Ainda não é possível medir um retorno comercial da ação afirmativa da Nissan, mas a marca é uma das poucas marcas generalistas a avançar em participação (ainda que timidamente) no mercado nacional este ano: de 2,17/2,18% em 2013 e 2014 para 2,47% este ano. "É difícil medir resultados, porque não é questão puramente comercial. Se você não tiver valores na cultura da empresa, soa falso ter apenas a publicidade", explica Veloso. "Quando isso está na cultura da empresa, você ajuda a trazer pessoas com boa mentalidade, que pensam que não pode haver discriminação de raça, de credo, de gênero, nem de jovens ou idosos".

Longa estrada

São boas ações da marca, mas o panorama do mercado é ruim: embora não haja números étnicos específicos da indústria automotiva, a participação de negros no mercado de trabalho (e, portanto, consumidor) cresceu em 2015. Dados do Dieese (Departamento Intersindical de Estatística e Estudos Socioeconômicos) divulgados esta semana nos Estados de São Paulo e da Bahia (estado com maior predominância de negros e pardos no país) confirmam isso. 

No total, são cerca de 15 milhões de negros no país (mais de 7,5% da população) e mais de 43 milhões de pardos (descendentes de negros em mistura com outras raças, com 43%), segundo o IBGE, resultando no maior grupo étnico do Brasil. Na Bahia, a soma de ambos pode passar dos 80% de acordo com os indicadores. 

Ainda assim, negros não são enxergados (como reflexo, não são mostrados) como público consumidor pela indústria automotiva nacional. Longe de qualquer viés social, usando apenas a lógica capitalista, ignorar qualquer fatia de potencial público consumidor pode levar a perdas gigantes e até a suicídio comercial, tanto em tempos de maré alta, quanto de crise de vendas como a atual -- o país espera retração na casa de 20% a 27% até o final do ano, para pelo menos 2,8 milhões de unidades, ante 3,5 milhões de 2014. 

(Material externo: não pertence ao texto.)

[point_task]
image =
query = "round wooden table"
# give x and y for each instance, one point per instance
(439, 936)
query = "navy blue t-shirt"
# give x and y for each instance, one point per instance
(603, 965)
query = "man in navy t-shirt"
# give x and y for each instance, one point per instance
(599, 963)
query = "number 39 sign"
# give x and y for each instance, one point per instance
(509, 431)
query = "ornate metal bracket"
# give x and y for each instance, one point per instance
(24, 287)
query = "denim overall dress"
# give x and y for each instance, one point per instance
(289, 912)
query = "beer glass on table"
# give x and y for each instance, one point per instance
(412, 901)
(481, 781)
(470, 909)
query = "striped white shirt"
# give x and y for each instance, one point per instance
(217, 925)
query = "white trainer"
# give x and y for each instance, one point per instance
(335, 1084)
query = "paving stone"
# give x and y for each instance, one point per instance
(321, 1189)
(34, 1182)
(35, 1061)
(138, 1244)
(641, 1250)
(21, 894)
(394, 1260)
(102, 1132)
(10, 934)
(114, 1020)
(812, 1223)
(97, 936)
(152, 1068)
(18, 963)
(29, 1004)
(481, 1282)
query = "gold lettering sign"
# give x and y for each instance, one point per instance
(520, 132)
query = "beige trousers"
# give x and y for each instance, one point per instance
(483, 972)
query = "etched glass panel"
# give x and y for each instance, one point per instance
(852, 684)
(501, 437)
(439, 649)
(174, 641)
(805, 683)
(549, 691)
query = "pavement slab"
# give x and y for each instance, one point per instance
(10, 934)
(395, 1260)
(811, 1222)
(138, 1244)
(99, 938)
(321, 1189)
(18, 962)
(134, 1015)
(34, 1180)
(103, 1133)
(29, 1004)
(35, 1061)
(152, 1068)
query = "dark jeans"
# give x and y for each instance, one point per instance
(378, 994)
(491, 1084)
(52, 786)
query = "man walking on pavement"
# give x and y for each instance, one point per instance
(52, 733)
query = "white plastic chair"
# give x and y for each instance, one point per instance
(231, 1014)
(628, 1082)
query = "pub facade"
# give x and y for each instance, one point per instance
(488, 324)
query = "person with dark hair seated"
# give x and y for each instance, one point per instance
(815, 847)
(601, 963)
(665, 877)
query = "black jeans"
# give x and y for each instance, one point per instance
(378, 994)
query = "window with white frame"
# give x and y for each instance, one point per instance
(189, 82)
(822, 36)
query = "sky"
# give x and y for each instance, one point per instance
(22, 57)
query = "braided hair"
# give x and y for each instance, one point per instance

Nesta leitura e voltando ao tema que abre esta reportagem, ainda que não sejam exemplo em termos de convivência social, os EUA realmente dão aula: segundo o censo americano de 2014, os negros por lá são minoria, representam 13% da população, com quase 46 milhões de habitantes. Mas movimentam mais de US$ 900 bilhões anuais na economia daquele país e nenhuma empresa séria pode fechar os olhos a tal número. O mesmo vale para Europa, Japão e qualquer mercado, com qualquer etnia. É uma estrada bem pavimentada e usá-la é algo lógico: diversificar a imagem das marcas com expoentes de qualquer origem racial é o melhor e mais rentável caminho.

Editor de UOL Carros, Eugênio Augusto Brito é negro.